A new commentary, published as an ‘In-Press Preview’ in the Journal of Clinical Investigation, addresses the salient issue of vaccination against the coronavirus disease (COVID-19) in pregnancy and potential antibody transfer to the fetus – and provides the evidence in support of messenger RNA (mRNA) vaccine safety and efficacy for both maternal and child health.
Pregnancy is characterized by substantial changes in the immune and endocrine systems that predispose women to potential complications caused by various pathogens – including the severe acute respiratory syndrome coronavirus 2 (SARS-CoV-2), the causative agent of the ongoing COVID-19 pandemic.
More specifically, pregnant women are three times more likely to be admitted to an intensive care unit after infection, with the need for ventilator support or extracorporeal membrane oxygenation, but also more likely to succumb to the disease when compared to non-infected pregnant women.

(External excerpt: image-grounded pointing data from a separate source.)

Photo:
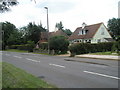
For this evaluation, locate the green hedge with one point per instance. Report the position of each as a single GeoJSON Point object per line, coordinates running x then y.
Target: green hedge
{"type": "Point", "coordinates": [84, 48]}
{"type": "Point", "coordinates": [26, 47]}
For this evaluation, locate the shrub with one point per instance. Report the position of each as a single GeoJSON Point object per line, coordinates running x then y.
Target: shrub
{"type": "Point", "coordinates": [43, 46]}
{"type": "Point", "coordinates": [59, 44]}
{"type": "Point", "coordinates": [84, 48]}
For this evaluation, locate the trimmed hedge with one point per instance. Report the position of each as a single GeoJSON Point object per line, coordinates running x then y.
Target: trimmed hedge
{"type": "Point", "coordinates": [26, 47]}
{"type": "Point", "coordinates": [84, 48]}
{"type": "Point", "coordinates": [44, 45]}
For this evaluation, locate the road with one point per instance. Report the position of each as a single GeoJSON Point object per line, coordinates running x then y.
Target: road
{"type": "Point", "coordinates": [65, 73]}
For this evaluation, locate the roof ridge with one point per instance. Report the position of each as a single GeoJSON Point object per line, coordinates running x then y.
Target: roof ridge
{"type": "Point", "coordinates": [92, 24]}
{"type": "Point", "coordinates": [95, 24]}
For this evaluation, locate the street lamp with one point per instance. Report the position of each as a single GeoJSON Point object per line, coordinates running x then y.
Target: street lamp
{"type": "Point", "coordinates": [48, 30]}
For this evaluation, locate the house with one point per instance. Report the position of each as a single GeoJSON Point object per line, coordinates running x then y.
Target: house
{"type": "Point", "coordinates": [58, 33]}
{"type": "Point", "coordinates": [91, 34]}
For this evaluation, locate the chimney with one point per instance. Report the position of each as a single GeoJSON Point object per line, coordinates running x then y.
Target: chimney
{"type": "Point", "coordinates": [83, 25]}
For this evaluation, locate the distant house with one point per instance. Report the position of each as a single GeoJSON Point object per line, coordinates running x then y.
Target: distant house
{"type": "Point", "coordinates": [91, 34]}
{"type": "Point", "coordinates": [58, 33]}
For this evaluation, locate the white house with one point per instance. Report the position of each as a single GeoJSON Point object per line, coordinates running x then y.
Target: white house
{"type": "Point", "coordinates": [91, 34]}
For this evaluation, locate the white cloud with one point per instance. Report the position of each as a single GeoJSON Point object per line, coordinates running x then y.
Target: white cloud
{"type": "Point", "coordinates": [71, 12]}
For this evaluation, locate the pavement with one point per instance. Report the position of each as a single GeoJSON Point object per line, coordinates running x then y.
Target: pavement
{"type": "Point", "coordinates": [67, 72]}
{"type": "Point", "coordinates": [106, 57]}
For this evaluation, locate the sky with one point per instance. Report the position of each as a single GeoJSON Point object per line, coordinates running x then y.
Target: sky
{"type": "Point", "coordinates": [72, 13]}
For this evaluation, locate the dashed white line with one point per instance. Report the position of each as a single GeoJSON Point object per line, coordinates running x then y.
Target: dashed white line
{"type": "Point", "coordinates": [101, 74]}
{"type": "Point", "coordinates": [7, 54]}
{"type": "Point", "coordinates": [17, 56]}
{"type": "Point", "coordinates": [57, 65]}
{"type": "Point", "coordinates": [32, 60]}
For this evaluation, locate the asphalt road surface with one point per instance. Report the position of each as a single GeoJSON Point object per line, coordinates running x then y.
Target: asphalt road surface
{"type": "Point", "coordinates": [66, 73]}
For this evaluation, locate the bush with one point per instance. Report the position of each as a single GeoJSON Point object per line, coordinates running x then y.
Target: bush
{"type": "Point", "coordinates": [59, 44]}
{"type": "Point", "coordinates": [28, 47]}
{"type": "Point", "coordinates": [84, 48]}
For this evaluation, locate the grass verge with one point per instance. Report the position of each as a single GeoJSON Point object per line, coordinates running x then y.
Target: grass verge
{"type": "Point", "coordinates": [105, 53]}
{"type": "Point", "coordinates": [22, 51]}
{"type": "Point", "coordinates": [16, 50]}
{"type": "Point", "coordinates": [13, 77]}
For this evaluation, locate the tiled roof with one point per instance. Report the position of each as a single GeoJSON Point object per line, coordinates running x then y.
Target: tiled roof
{"type": "Point", "coordinates": [92, 29]}
{"type": "Point", "coordinates": [58, 33]}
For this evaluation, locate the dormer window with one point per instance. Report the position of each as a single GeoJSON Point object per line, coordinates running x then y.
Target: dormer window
{"type": "Point", "coordinates": [83, 25]}
{"type": "Point", "coordinates": [83, 32]}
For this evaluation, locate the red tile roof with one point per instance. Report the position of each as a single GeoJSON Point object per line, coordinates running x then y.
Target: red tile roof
{"type": "Point", "coordinates": [58, 33]}
{"type": "Point", "coordinates": [92, 29]}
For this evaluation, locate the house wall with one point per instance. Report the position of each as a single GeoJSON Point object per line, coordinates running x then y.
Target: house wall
{"type": "Point", "coordinates": [101, 34]}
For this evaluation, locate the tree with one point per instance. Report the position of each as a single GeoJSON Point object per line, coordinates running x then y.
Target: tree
{"type": "Point", "coordinates": [11, 34]}
{"type": "Point", "coordinates": [68, 32]}
{"type": "Point", "coordinates": [32, 32]}
{"type": "Point", "coordinates": [59, 26]}
{"type": "Point", "coordinates": [59, 44]}
{"type": "Point", "coordinates": [5, 5]}
{"type": "Point", "coordinates": [114, 27]}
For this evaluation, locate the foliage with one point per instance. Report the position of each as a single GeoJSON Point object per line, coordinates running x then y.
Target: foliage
{"type": "Point", "coordinates": [28, 47]}
{"type": "Point", "coordinates": [32, 32]}
{"type": "Point", "coordinates": [11, 34]}
{"type": "Point", "coordinates": [6, 4]}
{"type": "Point", "coordinates": [84, 48]}
{"type": "Point", "coordinates": [68, 32]}
{"type": "Point", "coordinates": [59, 26]}
{"type": "Point", "coordinates": [114, 27]}
{"type": "Point", "coordinates": [43, 45]}
{"type": "Point", "coordinates": [59, 44]}
{"type": "Point", "coordinates": [116, 47]}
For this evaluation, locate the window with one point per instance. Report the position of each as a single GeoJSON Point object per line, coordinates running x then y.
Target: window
{"type": "Point", "coordinates": [102, 31]}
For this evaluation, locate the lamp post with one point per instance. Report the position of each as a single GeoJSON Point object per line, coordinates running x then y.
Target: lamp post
{"type": "Point", "coordinates": [48, 30]}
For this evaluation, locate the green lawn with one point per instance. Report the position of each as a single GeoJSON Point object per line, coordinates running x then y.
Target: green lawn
{"type": "Point", "coordinates": [13, 77]}
{"type": "Point", "coordinates": [22, 51]}
{"type": "Point", "coordinates": [16, 50]}
{"type": "Point", "coordinates": [105, 53]}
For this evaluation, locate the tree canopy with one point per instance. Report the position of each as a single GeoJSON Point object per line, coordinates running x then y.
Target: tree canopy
{"type": "Point", "coordinates": [5, 5]}
{"type": "Point", "coordinates": [11, 34]}
{"type": "Point", "coordinates": [61, 27]}
{"type": "Point", "coordinates": [114, 27]}
{"type": "Point", "coordinates": [59, 43]}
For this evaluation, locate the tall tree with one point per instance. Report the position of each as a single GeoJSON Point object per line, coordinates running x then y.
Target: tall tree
{"type": "Point", "coordinates": [11, 34]}
{"type": "Point", "coordinates": [114, 27]}
{"type": "Point", "coordinates": [59, 26]}
{"type": "Point", "coordinates": [5, 5]}
{"type": "Point", "coordinates": [59, 43]}
{"type": "Point", "coordinates": [32, 32]}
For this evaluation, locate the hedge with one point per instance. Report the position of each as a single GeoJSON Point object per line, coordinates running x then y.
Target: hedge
{"type": "Point", "coordinates": [26, 47]}
{"type": "Point", "coordinates": [84, 48]}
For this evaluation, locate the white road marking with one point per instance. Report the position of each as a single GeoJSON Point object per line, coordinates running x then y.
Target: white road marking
{"type": "Point", "coordinates": [57, 65]}
{"type": "Point", "coordinates": [102, 66]}
{"type": "Point", "coordinates": [7, 54]}
{"type": "Point", "coordinates": [32, 60]}
{"type": "Point", "coordinates": [101, 74]}
{"type": "Point", "coordinates": [17, 56]}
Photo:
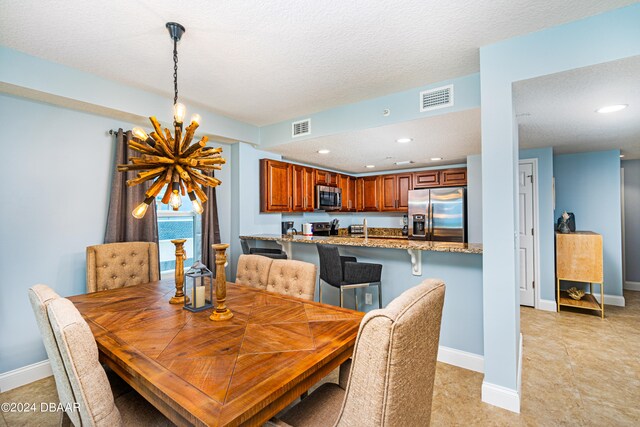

Likewise, different obstetrical complications (most notably preterm birth) are also more frequent in cases when the mother is infected with SARS-CoV-2; hence, increasing the probability of protracted health problems for both the mother and her newborn child.
COVID-19 vaccine and pregnancy
Nonetheless, due to the novel technology and (at the time) uncertain efficacy of the mRNA vaccines against COVID-19, pregnant volunteers were initially excluded from clinical trials. In light of the above effects of COVID-19 on pregnant women, many organizations and societies have begun recommending the administration of these vaccines during pregnancy.
At the moment, there is a consensus based on the evidence that COVID-19 vaccines give rise to infertility in neither women nor men. Furthermore, if administered in pregnancy, mRNA fragments from the vaccine do not cross the placenta, being consumed by muscle cells at the injection site and/or degraded following the synthesis of an encoded protein.
However, albeit reassuring, data pertaining to pregnancy and fetal transfer are still limited. This is the reason why a research group, led by Dr. Ofer Beharier from the Hadassah-Hebrew University Medical Center in Jerusalem, decided to appraise maternal and neonatal responses to the Pfizer BNT162b2 SARS-CoV-2 mRNA vaccine.
A multicenter study in Israel
In this multicenter study, the researchers have examined a cohort of 1,094 participants from eight hospitals across Israel. Pregnant women that had an active maternal COVID-19 disease at delivery were excluded from the study, while eligibility criteria included age of 18 years (or older) and stated willingness to participate with informed consent.
Blood samples from women and umbilical cord blood samples from newborns were collected between April 2020 and March 2021. The samples were centrifuged at room temperature (1000 g for 10 minutes), and then sera were aliquoted into dedicated precoded tubes. Finally, samples were stored at -80 °C until the analysis.
All study participants were assigned into three groups: those who got the vaccine, unvaccinated ones with prior positive SARS-CoV-2 test, and those that were unvaccinated without prior infection. Titers of IgG and IgM antibodies from the sera were measured with the use of Milliplex MAP SARS-CoV-2 Antigen Panel.
Robust protection for mother and child
The study has shown a steadfast increase in maternal IgG humoral response against various components of SARS-CoV-2 spike glycoprotein in non-infected patients upon vaccination. These immunoglobulins were easily transferred to the fetus across the placenta, which led to a substantial anti-SARS-CoV-2 antibody titer in the bloodstream of neonates within 14 days of the first vaccine dose.
Furthermore, in women recovering from SARS-CoV-2 infection that has been contracted in the second trimester (i.e., 13-26 weeks of gestation), anti-COVID-19 antibodies in both maternal and cord blood samples remained elevated high at delivery.
Compared to natural infection, the vaccination generates powerful protective antibodies in women, which are successfully transferred to fetuses during pregnancy. Importantly, there was no evidence of fetal IgM response to any of the vaccine-induced antigens, which implies there was no direct exposure of the fetus to vaccine-derived antigens.
Implications and future studies
Due to the considerable burden of COVID-19 throughout pregnancy on the mother, vaccinations at any time of gestation should be considered for the benefit of maternal health. However, the vaccination of previously infected pregnant women should be based on titer testing.
Even though vaccination in very early pregnancy might result in lower efficiency of antibody transfer from mother to fetus, this should not be a reason against endorsing vaccination at any time during the gestation period, as vaccination in pregnancy obviously confers separate benefits to the mother and her fetus.
In any case, since we are dealing with vulnerable populations, more public health efforts should be put behind this concept. Future studies will also be needed to address this issue in more depth since ethnicity and race can influence adverse pregnancy outcomes with SARS-Cov2 infection.